Revoir la destination à chaque fois que de nouvelles dépenses fantômes sont détectées

Le processus de détection des dépenses fantômes ne se termine pas une fois pour toutes. Si un suivi des dépenses est réalisé périodiquement pendant une semaine complète, il est probable que de nouvelles petites fuites apparaissent avec le temps. Chaque fois qu’une nouvelle fuite est identifiée et éliminée, le montant supplémentaire libéré peut être ajouté à la même destination déjà choisie, renforçant le fonds d’urgence, accélérant le remboursement de la dette ou réduisant le délai de l’objectif d’épargne fixé.

Questions fréquentes

Que faire de l’argent économisé en éliminant les dépenses fantômes si c’est un petit montant ?

Même 20 ou 30 euros mensuels ont du sens s’ils sont automatisés vers une destination fixe dès le premier mois. Le petit montant n’est pas une raison pour le laisser sans affectation : maintenu plusieurs années, ce même montant peut accumuler une somme importante, surtout combiné à une capitalisation à long terme.

Vaut-il mieux épargner l’argent libéré ou l’utiliser pour rembourser une dette ?

Cela dépend du coût de cette dette. Si elle a un intérêt élevé, la rembourser a généralement un effet mathématique plus important que de laisser l’argent dans une épargne à faible rendement, car chaque euro remboursé cesse de générer des intérêts sur ce capital les mois suivants.

Comment éviter que l’argent libéré ne se mélange avec le reste du salaire ?

La façon la plus pratique est de programmer un virement automatique, pour le montant exact libéré, vers un compte séparé le même jour que la réception du revenu. Ainsi l’argent disparaît de la vue avant d’avoir l’occasion d’être dépensé autrement.

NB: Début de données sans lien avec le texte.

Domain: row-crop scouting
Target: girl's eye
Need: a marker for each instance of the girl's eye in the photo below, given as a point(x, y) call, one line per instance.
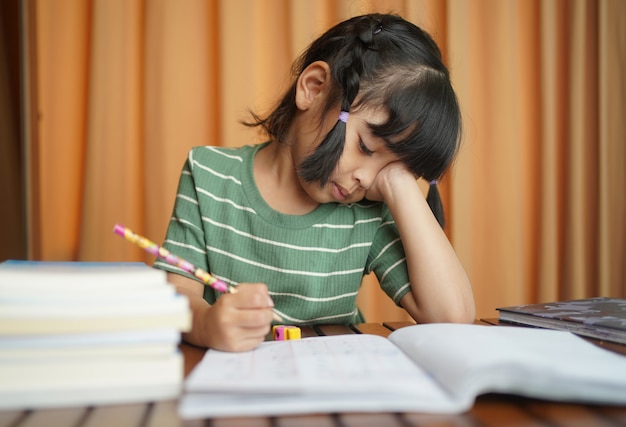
point(364, 148)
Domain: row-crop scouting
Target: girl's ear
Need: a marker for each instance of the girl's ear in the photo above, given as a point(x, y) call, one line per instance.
point(313, 81)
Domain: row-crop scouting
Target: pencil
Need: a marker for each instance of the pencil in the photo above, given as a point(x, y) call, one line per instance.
point(162, 253)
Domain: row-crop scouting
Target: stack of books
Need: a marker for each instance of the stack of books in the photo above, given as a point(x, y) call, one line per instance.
point(76, 334)
point(601, 318)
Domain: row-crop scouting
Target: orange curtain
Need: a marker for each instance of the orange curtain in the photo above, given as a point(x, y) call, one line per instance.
point(535, 201)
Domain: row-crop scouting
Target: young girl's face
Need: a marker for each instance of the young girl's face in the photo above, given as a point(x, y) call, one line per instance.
point(363, 157)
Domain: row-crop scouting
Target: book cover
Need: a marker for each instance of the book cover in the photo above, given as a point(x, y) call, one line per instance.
point(599, 317)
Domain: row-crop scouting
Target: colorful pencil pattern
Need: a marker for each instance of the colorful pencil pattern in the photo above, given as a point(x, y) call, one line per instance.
point(171, 259)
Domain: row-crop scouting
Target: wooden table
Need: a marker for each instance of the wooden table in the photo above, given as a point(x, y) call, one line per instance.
point(489, 410)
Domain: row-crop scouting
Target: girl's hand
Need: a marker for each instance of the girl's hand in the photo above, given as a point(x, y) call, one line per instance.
point(240, 321)
point(236, 322)
point(391, 179)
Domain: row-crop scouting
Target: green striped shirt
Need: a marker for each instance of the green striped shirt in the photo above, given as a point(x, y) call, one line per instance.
point(313, 264)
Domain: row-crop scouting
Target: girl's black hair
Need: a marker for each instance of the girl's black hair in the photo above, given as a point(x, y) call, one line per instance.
point(391, 64)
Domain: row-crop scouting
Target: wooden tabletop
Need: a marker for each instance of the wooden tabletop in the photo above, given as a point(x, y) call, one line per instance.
point(489, 410)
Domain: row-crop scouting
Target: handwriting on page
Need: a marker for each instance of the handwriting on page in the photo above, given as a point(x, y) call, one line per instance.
point(311, 364)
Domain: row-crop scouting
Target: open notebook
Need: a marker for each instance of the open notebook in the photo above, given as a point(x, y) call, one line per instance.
point(437, 368)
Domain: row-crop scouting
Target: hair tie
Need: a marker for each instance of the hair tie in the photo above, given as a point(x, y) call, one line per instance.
point(379, 28)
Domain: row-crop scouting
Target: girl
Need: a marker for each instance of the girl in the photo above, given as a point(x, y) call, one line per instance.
point(297, 221)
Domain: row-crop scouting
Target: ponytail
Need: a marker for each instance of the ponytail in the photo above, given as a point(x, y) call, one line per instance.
point(433, 198)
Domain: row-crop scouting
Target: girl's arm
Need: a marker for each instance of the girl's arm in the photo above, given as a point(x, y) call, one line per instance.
point(236, 322)
point(440, 288)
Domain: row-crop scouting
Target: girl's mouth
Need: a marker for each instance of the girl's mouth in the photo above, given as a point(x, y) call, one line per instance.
point(339, 193)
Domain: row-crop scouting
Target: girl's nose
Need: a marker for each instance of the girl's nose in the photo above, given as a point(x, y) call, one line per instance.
point(365, 176)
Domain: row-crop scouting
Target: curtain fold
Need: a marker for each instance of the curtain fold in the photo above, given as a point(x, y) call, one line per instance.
point(535, 201)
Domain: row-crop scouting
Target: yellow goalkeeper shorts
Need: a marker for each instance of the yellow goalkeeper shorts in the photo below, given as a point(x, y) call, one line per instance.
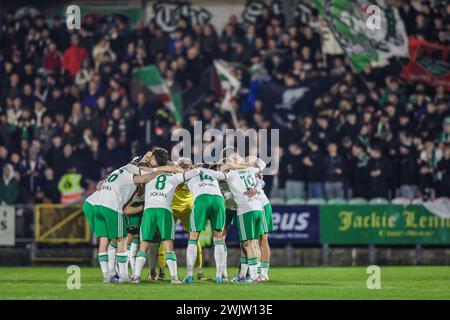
point(183, 216)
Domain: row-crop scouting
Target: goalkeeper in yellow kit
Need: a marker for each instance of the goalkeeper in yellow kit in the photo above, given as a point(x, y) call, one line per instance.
point(181, 207)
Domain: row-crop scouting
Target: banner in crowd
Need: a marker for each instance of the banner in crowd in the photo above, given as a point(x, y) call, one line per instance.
point(154, 82)
point(289, 102)
point(229, 87)
point(7, 225)
point(382, 224)
point(348, 21)
point(428, 63)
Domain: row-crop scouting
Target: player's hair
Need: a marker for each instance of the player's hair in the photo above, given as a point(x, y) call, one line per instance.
point(223, 153)
point(184, 163)
point(210, 165)
point(161, 156)
point(135, 161)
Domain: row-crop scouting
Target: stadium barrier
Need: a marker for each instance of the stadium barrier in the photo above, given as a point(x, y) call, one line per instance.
point(302, 234)
point(297, 225)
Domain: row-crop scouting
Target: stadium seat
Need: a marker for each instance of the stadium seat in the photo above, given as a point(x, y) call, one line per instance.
point(379, 201)
point(316, 201)
point(403, 201)
point(357, 201)
point(337, 201)
point(276, 201)
point(296, 201)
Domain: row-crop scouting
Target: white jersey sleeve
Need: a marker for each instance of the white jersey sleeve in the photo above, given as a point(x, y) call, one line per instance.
point(261, 164)
point(116, 190)
point(240, 181)
point(159, 191)
point(218, 175)
point(204, 183)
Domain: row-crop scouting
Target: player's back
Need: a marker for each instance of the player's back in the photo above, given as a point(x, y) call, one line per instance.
point(240, 181)
point(204, 184)
point(160, 191)
point(182, 198)
point(116, 190)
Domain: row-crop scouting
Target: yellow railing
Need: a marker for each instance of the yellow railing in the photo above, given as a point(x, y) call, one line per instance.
point(61, 224)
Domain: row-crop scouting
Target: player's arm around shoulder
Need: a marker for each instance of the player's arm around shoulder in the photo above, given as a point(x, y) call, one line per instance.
point(218, 175)
point(145, 178)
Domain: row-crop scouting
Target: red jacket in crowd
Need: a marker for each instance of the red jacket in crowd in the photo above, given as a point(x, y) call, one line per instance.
point(52, 61)
point(73, 58)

Combien de temps faut-il pour remarquer l’effet de la réaffectation de cet argent ?

Avec un fonds d’urgence ou un objectif d’épargne précis, l’effet se perçoit en quelques mois, en voyant le solde croître mois après mois. Avec des destinations à long terme appuyées sur la capitalisation, l’effet notable prend généralement des années, bien que la croissance s’accélère avec le temps.

Faut-il choisir une seule destination pour l’argent économisé ?

Non. Il est courant de répartir le montant libéré entre plusieurs destinations à la fois, comme un fonds d’urgence, le remboursement de dette et un objectif concret, à condition que chaque part ait un pourcentage fixe et automatisé.